MIPS CPU takes the wheel in Mobileye’s autonomous car SoC

Article By : Julien Happich

The I6500 is designed to provide a highly scalable solution that can coherently implement optimised configurations of CPU cores within a cluster.

Mobileye is adopting Imagination's MIPS Warrior I-class I6500 CPU for its yet to come EyeQ 5 SoC for fully autonomous driving (FAD) vehicles.

A 64-bit multi-threaded, multi-core, multi-cluster design, the I6500 has been designed to provide a highly scalable solution which can coherently implement optimised configurations of CPU cores within a cluster (Heterogeneous Inside) as well as a variety of configurations of CPU clusters and GPU or accelerator clusters on a chip depending on the requirements of the system (Heterogeneous Outside).

In a single cluster, designers can optimise power consumption with the ability to configure each CPU with different combinations of threads, different cache sizes, different frequencies and even different voltage levels. Then, the latest MIPS Coherence Manager with an AMBA ACE interface to popular ACE coherent fabric solutions such as those from Arteris and Netspeed lets designers mix on a chip configurations of processing clusters–including PowerVR GPUs or other accelerators–for high system efficiency.

[Imagination MIPS block]
__Figure 1:__ *ACE Coherent Fabric (Source: Imagination Technologies)*

Based on a superscalar dual issue design implemented across generations of MIPS CPUs, Simultaneous Multi-threading (SMT) enables the execution of multiple instructions from multiple threads every clock cycle, providing higher utilisation and CPU efficiency.

Real time hardware virtualisation (VZ) allows designers to save costs by safely and securely consolidating multiple CPU cores with a single core, saving power where multiple cores are required, and dynamically and deterministically allocating CPU bandwidth per application. The combination of SMT with VZ in the I6500 offers “zero context switching” for applications requiring real-time response. This feature, alongside the provision of scratchpad memory, makes the I6500 suitable for applications which require deterministic code execution.

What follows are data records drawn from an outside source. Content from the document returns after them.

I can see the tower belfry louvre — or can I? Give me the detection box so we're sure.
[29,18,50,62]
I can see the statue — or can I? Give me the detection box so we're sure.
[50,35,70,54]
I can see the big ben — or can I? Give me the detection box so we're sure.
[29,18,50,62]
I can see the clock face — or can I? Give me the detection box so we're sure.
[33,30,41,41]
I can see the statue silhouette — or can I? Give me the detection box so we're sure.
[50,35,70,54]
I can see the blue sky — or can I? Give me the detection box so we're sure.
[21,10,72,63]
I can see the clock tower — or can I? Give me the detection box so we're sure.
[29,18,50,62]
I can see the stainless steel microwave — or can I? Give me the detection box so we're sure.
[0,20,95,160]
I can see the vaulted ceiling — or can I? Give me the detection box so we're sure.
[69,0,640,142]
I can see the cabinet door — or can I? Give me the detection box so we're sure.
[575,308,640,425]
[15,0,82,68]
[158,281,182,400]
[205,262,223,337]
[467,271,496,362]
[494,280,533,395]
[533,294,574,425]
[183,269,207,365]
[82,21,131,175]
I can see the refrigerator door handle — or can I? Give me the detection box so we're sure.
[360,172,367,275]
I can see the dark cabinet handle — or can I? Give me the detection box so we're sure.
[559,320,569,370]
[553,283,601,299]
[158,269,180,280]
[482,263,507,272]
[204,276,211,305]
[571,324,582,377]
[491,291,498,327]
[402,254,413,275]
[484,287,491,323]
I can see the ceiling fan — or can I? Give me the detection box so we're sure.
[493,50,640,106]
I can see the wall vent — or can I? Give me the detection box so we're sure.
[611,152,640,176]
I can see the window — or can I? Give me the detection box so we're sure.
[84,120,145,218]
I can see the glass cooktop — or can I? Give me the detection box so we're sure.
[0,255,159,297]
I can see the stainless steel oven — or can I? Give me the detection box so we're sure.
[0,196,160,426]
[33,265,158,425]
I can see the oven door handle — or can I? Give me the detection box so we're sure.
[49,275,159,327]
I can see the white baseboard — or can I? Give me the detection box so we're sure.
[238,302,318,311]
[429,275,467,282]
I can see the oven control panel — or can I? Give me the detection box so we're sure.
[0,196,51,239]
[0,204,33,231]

The I6500 CPU will be at the heart of heterogeneous coherent processing clusters in Mobileye’s next-generation EyeQ 5 SoC, which is designed to act as the central computer performing sensor fusion for FAD vehicles starting in 2020, Imagination stated as it announced the new CPU.

The EyeQ 5 will feature eight multi-threaded MIPS CPU cores coherently coupled with 18 cores of Mobileye’s Vision Processors (VPs). The VPs provide exceptional computing power within extremely low power budgets by combining Mobileye’s broad range of algorithms for mono/multi-camera driver assistance/autonomous systems, supported by its special vision accelerators and Imagination’s MIPS CPUs for ultra-efficient, real-time processing and control.

According to Elchanan Rushinek, SVP engineering at Mobileye, the new multi-threaded MIPS CPUs helped the start-up achieve over six-fold performance increases with each successive generation of EyeQ SoCs.